Rami e Bassam rappresentano per noi quanto di buono rimane di un’umanità sempre più brutale e violenta. Sono fonti d’acqua in un deserto che da ogni lato vuole avanzare. Due uomini che da decenni, come le navi della Flotilla, tengono la barra dritta, in mezzo a qualsiasi tempesta. Rami ha prestato servizio nell’Idf prima per la leva, dopo come riservista in due guerre; Bassam ha trascorso sette anni in carcere nel deserto del Negev, entrandoci ragazzo e uscendone uomo. Entrambi hanno cicatrici indelebili.

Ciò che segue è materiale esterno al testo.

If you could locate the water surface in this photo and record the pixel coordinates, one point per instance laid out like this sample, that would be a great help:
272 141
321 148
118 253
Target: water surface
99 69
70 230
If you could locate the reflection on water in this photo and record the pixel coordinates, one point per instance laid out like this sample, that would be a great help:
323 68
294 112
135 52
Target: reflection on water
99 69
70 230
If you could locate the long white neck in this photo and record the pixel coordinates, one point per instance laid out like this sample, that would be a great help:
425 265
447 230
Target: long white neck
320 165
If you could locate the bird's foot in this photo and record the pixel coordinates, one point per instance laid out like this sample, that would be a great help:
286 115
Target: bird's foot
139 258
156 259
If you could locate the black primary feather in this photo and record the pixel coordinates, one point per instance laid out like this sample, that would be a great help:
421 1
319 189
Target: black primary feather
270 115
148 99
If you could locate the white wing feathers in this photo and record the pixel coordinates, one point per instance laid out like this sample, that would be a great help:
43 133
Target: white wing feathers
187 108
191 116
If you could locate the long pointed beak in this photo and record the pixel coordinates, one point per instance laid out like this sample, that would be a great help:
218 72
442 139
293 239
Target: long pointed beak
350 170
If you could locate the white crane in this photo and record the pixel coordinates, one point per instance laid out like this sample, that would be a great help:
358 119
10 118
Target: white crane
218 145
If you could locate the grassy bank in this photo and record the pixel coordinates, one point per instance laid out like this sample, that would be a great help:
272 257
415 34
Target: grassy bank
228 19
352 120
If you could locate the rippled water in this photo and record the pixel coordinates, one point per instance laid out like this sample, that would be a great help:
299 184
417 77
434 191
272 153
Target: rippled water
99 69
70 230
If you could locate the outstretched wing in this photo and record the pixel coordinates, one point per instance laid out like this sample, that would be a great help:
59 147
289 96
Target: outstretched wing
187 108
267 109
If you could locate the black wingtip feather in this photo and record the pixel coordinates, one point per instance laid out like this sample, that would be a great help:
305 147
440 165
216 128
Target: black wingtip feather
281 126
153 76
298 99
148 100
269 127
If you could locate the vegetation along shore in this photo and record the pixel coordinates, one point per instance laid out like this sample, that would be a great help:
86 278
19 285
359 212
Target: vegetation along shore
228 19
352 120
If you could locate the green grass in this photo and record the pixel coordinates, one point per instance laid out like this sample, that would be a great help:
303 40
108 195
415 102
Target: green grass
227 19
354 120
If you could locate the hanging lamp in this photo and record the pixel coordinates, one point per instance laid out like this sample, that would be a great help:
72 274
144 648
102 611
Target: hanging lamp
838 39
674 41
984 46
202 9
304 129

La vita poi li ha condotti a conoscersi e riconoscersi quando, per vie diverse, sono entrati a far parte di due associazioni interculturali israelo-palestinesi che si battono contro l’occupazione, che entrambi considerano il vero autore della morte delle loro figlie.
Dei “Combattenti per la pace” (Combatants for peace), Bassam ed Elik, il figlio maggiore di Rami, sono tra i fondatori. Un’idea rivoluzionaria e coraggiosa in cui ex soldati israeliani ed ex combattenti palestinesi, che normalmente non avrebbero esitato a uccidersi a vicenda, hanno trovato la forza morale di cercare punti di incontro, fino a diventare un gruppo di centinaia di attivisti che si oppongono pubblicamente all’occupazione. Fanno raccolte fondi, cercano di formare al rispetto giovani israeliani e palestinesi, fanno da scudo umano a protezione di pozzi e degli agricoltori palestinesi attaccati dai coloni.

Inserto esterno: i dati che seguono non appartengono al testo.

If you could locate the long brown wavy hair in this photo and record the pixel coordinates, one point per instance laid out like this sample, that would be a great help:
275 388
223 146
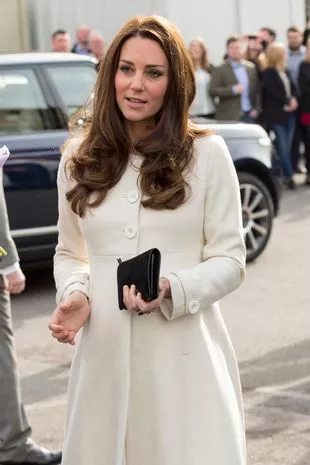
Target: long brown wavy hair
103 155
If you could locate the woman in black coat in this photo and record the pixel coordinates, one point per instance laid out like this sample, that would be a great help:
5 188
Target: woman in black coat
279 106
304 87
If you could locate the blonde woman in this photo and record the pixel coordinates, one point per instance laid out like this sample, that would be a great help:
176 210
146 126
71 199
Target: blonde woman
280 105
203 104
304 87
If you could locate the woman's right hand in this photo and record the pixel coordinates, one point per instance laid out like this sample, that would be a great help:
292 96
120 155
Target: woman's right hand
69 317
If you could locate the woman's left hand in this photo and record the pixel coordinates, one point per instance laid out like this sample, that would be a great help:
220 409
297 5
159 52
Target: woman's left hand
134 302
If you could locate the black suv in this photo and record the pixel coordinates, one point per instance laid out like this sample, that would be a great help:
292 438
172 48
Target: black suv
37 93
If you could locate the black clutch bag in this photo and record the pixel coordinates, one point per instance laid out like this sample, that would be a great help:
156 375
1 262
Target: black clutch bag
142 271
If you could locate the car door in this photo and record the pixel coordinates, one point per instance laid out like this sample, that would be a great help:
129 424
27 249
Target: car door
29 126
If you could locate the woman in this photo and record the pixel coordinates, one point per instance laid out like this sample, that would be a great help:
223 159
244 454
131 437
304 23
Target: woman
304 87
279 106
161 388
203 104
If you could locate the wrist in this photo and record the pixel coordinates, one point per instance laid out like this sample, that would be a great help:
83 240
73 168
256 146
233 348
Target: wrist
79 293
165 284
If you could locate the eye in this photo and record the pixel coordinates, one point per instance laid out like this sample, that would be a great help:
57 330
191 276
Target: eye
126 69
154 73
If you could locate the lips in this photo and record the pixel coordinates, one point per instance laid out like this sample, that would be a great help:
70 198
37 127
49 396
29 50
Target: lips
135 100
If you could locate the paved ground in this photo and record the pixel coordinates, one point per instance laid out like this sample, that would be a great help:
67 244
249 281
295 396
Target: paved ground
268 319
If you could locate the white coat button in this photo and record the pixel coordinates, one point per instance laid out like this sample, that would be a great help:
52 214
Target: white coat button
132 196
130 231
193 306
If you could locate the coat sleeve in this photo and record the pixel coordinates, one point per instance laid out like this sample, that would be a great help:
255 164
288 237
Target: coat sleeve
223 267
6 240
71 266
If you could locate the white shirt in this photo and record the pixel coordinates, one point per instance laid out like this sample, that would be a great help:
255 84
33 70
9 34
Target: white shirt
203 103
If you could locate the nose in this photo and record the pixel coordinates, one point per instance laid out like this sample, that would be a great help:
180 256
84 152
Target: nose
137 82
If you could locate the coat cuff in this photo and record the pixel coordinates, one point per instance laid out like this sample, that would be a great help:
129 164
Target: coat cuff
10 269
176 306
76 283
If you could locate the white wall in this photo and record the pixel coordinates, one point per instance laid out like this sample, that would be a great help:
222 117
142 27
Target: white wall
214 20
13 31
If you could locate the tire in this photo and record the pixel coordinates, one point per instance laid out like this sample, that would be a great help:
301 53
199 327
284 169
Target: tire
257 214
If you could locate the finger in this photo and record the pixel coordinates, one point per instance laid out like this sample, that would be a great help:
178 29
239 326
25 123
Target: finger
132 297
60 336
125 296
55 328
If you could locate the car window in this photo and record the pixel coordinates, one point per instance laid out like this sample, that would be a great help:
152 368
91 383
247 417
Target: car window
74 84
23 108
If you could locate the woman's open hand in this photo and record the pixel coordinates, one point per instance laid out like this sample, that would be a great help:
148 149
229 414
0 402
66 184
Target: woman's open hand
69 317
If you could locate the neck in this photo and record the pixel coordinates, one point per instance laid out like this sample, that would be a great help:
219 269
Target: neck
138 130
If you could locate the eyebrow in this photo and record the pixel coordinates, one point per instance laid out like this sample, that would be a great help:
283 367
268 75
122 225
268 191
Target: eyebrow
147 66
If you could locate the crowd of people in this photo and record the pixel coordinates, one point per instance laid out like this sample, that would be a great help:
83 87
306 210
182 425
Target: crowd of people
88 42
265 81
260 80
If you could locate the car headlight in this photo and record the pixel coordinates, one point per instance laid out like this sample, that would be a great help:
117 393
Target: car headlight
264 141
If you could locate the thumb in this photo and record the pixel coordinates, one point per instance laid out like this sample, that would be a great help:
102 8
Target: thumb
66 305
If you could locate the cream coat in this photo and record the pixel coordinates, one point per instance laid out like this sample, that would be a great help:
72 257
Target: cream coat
161 389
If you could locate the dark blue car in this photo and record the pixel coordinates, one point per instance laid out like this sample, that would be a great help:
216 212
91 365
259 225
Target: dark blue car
37 93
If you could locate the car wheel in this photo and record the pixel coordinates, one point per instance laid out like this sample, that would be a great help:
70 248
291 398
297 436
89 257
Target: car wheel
257 214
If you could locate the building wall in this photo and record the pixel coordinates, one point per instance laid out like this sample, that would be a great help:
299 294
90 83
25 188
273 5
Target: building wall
14 26
213 20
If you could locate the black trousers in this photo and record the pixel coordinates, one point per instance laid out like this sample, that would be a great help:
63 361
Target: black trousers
306 138
300 135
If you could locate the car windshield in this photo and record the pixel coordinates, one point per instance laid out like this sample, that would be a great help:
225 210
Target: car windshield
74 83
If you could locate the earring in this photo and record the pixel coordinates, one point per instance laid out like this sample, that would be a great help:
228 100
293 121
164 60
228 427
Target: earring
172 160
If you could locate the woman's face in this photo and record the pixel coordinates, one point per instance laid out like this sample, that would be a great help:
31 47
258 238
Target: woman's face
196 50
141 79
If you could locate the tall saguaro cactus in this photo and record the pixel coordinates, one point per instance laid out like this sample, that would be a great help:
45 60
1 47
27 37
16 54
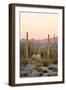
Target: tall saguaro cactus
48 46
54 39
26 44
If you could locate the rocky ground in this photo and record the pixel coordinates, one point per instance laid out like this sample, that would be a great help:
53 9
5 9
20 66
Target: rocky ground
30 70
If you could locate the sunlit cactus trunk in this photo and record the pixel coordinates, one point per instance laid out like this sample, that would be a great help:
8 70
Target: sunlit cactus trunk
48 46
26 44
54 39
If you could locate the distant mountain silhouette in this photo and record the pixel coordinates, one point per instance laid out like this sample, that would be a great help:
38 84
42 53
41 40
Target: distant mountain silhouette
43 43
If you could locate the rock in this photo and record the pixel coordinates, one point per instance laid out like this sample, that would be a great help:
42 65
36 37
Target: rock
53 67
51 73
44 69
34 73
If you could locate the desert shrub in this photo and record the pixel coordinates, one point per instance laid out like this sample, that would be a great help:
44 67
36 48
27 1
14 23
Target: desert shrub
54 61
24 61
46 62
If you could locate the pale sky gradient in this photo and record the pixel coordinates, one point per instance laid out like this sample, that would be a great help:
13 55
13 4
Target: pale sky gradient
38 25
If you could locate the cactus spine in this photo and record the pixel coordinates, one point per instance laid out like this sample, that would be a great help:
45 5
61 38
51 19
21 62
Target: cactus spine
26 44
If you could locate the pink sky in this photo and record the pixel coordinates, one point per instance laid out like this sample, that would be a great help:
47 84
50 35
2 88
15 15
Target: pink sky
38 25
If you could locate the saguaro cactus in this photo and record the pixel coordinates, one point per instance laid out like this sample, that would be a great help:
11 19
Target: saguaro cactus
54 39
26 44
48 46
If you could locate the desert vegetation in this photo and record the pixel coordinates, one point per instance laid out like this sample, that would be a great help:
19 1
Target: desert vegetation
36 60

Sull’altra organizzazione di cui fanno parte, il “Parents Circle”, Rami e Bassam scherzano amaramente dicendo che è l’unico club in cui nessuno vorrebbe mai entrare, perché ne fanno parte i familiari di vittime di uccisioni da entrambe le parti. La cosa straordinaria di queste realtà – e ce ne sono fortunatamente altre a testimoniare il coraggio di cittadini israeliani e palestinesi che vanno contro corrente – è l’impegno a operare fattivamente per il bene di entrambe le comunità senza distinzione di appartenenza. Dicono sempre Rami e Bassam, «Non vi chiediamo di parteggiare per Israele o per la Palestina, parteggiate per la pace, per il rispetto e per la dignità di entrambi i popoli, dal fiume fino al mare». Perché per loro «non esistono due nazioni per cui parteggiare, ma solo chi vuole la pace e chi no».

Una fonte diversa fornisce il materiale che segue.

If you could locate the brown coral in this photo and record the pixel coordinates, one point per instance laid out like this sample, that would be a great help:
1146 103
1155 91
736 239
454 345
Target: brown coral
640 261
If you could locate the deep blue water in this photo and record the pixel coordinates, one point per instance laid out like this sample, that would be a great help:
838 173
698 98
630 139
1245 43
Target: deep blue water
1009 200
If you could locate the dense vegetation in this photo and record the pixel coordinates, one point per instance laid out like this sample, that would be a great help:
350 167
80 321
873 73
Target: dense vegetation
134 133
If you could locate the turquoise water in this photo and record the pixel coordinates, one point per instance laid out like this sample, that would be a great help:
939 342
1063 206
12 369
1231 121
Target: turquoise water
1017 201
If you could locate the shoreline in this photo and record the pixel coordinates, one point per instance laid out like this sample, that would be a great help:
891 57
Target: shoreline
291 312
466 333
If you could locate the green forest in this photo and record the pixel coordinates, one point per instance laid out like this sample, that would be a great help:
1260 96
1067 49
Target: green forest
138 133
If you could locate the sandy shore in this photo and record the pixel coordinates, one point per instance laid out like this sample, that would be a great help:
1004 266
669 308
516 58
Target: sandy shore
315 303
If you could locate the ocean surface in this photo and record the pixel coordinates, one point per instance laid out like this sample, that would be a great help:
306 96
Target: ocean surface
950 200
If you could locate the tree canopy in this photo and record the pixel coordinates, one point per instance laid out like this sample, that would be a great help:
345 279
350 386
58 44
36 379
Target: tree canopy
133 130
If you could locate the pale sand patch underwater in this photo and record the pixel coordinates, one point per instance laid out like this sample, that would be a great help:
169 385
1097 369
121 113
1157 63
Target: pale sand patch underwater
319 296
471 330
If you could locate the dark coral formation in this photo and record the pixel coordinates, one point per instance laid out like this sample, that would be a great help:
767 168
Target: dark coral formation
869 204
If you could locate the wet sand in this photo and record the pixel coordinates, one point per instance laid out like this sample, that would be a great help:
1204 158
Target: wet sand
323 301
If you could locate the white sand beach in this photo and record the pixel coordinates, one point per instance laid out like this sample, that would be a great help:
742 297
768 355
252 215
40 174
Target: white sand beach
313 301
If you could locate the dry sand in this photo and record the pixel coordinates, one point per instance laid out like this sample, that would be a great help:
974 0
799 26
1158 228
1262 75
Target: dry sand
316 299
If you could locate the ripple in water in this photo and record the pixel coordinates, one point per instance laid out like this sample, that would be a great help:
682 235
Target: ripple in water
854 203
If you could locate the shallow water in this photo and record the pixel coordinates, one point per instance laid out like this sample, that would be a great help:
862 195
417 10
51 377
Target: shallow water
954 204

Questi due uomini hanno una visione ampia della storia e della vita e lo hanno ribadito a Dublino: «Anche questo conflitto, come tutti, prima o poi avrà fine. Ce lo insegna la storia: popoli in lotta nel passato ora convivono pacificamente. A Berlino c’è un’ambasciata israeliana e a Tel Aviv ce n’è una tedesca; l’apartheid ha avuto ufficialmente fine con la riconciliazione tra De Klerk e Mandela. Questo accadrà anche per israeliani e palestinesi.» E le atrocità del presente e del passato non li dissuadono.
«Non possiamo fare che questo perché nessun altro figlio deve essere sacrificato per le sacre pietre di Gerusalemme, che rischiano di diventare la tomba di entrambi i popoli» conclude Bassam prima di salire sul palco. Poi, seduto accanto a suo fratello Rami, intona una canzone di Abu Arab, uno di quei conforti che lo hanno salvato durante la lunga prigionia nel carcere di Beersheba. All’ultima nota, un attimo prima che un applauso commosso invadesse la sala, Rami lo stringe a sé in un abbraccio colmo di ammirazione.
Ancora e sempre saremo grate del privilegio della loro conoscenza. Conoscerli, sentirli parlare, leggere la loro storia è per noi ossigeno. E tutti ne hanno bisogno, ma anche diritto.